Conan King
Conan King
Abstract
A Primer on Algebraic Geometry and Toric Varieties
Algebraic geometry is a pillar of modern mathematics. Classically, it is the study of the zero level sets of systems of polynomial equations; such simultaneous solution sets are known as algebraic varieties. With applications to robotics, cryptography, enumerative combinatorics and more, the subject has significant utility in the contemporary world. However, algebraic geometry also has a host of intersections with pure mathematics, notably with number theory and topology.
Within the study of algebraic geometry, toric varieties form a class of algebraic variety whose rich combinatorial structure allows one to develop a greater intuition for certain highly abstract geometric spaces, such as projective space. Particularly nice toric varieties admit a model as polytopes (n-dimensional polygons), yielding a bridge between convex and algebraic geometry. This bridge allows toric varieties to be studied and understood from a more grounded perspective, and even allows one to read off aspects of their geometry from (comparatively) simple data.

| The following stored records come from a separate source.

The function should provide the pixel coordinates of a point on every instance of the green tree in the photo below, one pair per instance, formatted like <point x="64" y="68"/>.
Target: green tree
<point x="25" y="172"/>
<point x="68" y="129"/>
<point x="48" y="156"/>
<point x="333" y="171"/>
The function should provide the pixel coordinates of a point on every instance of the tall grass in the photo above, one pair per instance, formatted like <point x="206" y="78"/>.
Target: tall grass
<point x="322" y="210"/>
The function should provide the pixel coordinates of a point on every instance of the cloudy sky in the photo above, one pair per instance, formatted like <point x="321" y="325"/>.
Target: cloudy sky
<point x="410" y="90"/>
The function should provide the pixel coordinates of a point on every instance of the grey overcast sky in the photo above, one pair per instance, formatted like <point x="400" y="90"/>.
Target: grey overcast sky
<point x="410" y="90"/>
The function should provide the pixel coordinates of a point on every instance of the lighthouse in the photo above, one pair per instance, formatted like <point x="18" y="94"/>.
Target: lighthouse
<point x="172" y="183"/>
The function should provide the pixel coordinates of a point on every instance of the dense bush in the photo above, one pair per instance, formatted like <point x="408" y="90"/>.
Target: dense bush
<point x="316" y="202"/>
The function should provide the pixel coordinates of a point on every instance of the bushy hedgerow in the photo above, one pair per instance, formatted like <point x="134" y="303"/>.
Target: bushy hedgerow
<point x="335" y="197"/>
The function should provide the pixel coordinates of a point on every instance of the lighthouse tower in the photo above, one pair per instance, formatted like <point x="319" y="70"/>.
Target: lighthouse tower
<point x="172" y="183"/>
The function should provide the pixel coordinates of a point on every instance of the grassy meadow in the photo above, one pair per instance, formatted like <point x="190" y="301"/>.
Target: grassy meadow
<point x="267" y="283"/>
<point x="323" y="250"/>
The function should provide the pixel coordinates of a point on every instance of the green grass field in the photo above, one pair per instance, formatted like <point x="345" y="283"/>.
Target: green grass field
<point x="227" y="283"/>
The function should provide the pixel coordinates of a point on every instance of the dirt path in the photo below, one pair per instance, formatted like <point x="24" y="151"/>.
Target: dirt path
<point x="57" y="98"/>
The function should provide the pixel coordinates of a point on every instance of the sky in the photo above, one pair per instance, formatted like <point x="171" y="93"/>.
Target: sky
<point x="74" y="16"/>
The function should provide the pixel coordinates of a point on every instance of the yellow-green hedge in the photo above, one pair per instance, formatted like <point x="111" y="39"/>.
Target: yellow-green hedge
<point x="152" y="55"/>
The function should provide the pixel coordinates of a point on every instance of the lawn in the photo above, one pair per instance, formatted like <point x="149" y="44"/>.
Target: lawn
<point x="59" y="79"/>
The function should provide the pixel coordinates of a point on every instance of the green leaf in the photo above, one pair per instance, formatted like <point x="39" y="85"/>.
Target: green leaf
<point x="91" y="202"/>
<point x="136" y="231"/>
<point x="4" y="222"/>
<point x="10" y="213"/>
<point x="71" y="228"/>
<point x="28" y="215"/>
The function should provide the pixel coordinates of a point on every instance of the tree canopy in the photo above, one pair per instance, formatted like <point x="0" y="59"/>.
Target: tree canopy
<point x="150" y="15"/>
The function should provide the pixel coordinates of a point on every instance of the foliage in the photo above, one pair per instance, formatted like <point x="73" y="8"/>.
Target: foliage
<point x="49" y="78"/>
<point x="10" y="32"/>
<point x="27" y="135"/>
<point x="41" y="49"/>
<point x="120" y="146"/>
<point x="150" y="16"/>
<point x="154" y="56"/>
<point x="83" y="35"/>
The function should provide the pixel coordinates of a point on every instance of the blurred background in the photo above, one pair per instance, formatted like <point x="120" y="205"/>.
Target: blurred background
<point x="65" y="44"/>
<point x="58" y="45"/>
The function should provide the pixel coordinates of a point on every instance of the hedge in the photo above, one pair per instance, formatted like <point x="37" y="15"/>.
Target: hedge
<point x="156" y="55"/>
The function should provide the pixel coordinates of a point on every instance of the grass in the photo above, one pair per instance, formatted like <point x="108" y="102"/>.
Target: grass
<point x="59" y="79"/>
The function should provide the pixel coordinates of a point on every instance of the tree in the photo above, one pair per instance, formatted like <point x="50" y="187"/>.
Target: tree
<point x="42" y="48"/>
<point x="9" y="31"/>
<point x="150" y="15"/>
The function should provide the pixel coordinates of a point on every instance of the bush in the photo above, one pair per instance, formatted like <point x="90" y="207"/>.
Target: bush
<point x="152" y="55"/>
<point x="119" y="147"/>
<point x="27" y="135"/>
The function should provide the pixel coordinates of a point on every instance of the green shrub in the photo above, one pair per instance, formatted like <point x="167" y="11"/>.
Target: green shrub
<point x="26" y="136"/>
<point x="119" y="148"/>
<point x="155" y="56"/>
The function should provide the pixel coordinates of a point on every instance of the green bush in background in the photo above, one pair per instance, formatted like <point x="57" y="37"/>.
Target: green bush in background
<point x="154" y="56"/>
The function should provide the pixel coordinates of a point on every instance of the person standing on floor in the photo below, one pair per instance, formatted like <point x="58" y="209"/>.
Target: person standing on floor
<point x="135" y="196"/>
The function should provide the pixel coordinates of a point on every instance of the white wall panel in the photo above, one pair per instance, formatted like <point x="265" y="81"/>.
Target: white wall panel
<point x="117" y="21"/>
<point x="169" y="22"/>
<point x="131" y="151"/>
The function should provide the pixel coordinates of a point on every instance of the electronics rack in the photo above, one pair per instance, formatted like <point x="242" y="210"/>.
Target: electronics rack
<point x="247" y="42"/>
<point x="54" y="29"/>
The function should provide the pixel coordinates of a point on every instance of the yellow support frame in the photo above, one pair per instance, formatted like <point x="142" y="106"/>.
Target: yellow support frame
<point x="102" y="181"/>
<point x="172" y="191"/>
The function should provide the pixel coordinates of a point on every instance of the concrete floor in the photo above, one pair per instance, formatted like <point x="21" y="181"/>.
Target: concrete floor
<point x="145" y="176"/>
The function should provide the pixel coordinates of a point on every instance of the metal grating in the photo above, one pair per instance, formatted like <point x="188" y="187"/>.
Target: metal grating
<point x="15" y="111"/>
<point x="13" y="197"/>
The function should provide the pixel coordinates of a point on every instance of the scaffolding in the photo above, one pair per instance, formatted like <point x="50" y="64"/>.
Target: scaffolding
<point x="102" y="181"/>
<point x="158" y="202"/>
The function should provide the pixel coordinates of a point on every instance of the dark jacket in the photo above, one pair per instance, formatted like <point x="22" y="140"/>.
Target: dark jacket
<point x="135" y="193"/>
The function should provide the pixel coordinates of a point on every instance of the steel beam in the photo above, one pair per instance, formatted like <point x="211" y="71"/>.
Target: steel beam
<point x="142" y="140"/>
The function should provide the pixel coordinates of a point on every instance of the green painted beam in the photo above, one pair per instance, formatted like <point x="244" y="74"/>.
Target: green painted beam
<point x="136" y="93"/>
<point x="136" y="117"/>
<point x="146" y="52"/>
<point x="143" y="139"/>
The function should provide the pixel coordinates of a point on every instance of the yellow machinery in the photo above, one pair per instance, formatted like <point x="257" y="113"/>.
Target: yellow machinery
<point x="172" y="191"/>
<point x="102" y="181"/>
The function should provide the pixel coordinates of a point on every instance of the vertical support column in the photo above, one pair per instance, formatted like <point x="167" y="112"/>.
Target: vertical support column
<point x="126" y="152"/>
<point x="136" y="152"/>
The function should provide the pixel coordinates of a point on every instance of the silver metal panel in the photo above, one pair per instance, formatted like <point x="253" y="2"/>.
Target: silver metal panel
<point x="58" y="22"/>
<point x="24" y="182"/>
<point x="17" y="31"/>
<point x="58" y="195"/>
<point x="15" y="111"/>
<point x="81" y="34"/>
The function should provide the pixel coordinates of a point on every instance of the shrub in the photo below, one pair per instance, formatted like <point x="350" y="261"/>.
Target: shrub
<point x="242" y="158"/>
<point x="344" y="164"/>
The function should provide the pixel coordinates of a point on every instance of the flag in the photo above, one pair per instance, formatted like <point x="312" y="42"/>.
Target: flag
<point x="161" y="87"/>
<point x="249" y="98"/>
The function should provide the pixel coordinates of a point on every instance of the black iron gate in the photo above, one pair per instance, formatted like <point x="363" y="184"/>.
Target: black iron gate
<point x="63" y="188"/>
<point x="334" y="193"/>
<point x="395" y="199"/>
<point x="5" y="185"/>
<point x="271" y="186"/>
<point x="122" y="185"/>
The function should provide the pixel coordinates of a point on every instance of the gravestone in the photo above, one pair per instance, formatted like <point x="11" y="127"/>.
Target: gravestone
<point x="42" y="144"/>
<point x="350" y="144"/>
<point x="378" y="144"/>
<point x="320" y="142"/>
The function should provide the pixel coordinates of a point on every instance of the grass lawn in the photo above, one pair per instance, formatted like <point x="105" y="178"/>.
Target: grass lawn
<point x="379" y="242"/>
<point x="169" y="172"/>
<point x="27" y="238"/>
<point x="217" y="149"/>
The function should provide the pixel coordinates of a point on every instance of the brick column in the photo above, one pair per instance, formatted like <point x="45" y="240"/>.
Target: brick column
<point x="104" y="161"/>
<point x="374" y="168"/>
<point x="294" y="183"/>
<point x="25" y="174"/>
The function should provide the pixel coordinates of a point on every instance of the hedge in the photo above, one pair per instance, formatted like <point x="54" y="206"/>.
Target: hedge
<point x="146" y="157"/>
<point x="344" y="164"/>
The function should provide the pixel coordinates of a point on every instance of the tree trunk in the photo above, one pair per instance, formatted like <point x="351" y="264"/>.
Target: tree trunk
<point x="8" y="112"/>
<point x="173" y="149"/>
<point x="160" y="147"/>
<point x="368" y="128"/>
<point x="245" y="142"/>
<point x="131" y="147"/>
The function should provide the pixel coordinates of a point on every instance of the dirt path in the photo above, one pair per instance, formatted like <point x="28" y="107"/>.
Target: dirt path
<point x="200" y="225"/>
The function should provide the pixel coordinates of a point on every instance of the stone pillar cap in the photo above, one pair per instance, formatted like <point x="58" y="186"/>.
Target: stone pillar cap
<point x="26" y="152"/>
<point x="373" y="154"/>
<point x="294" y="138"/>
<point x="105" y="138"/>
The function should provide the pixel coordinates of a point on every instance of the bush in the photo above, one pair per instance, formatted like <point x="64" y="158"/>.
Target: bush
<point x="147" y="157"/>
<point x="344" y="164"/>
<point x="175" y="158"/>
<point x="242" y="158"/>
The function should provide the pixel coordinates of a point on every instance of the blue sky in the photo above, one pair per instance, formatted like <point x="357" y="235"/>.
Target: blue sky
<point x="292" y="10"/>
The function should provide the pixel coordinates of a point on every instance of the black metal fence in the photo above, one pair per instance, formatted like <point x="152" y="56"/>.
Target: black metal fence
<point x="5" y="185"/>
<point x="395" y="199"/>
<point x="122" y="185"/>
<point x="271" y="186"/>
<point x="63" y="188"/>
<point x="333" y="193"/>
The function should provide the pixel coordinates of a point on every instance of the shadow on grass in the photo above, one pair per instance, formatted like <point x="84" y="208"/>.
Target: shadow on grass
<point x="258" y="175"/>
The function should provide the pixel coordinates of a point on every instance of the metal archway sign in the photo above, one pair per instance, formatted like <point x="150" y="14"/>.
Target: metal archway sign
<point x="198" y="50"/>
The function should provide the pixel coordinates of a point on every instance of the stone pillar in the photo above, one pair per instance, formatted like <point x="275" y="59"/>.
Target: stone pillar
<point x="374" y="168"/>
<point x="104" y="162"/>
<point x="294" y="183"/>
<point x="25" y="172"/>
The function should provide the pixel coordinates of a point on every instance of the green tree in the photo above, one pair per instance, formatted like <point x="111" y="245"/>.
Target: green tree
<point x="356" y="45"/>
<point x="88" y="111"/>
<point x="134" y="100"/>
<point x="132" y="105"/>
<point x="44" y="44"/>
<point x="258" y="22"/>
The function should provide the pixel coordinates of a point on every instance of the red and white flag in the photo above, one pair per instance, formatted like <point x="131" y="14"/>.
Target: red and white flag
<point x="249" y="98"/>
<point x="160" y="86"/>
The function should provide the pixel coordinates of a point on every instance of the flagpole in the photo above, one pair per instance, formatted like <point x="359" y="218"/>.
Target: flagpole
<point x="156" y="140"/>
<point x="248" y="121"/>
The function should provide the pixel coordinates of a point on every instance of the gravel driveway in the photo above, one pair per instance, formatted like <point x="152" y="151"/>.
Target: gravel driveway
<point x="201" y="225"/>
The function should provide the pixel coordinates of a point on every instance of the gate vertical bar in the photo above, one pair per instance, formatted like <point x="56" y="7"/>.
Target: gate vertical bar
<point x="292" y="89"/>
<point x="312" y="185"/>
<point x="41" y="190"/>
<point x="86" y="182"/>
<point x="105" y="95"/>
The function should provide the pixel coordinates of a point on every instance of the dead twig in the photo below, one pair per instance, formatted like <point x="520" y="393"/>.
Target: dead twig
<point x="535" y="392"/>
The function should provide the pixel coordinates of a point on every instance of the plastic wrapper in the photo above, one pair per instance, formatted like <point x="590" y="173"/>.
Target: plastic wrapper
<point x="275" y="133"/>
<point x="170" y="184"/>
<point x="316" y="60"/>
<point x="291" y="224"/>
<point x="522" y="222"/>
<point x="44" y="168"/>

This talk is intended to be a crash course on toric varieties, and will assume cursory knowledge of topology (i.e., a familiarity with open sets), some experience with complex numbers, as well as an awareness of the fundamentals of groups and rings. However, much of the relevant material will be quickly refreshed (and at worst may be black boxed), and so those who are inquisitive but unfamiliar should feel explicitly invited to attend.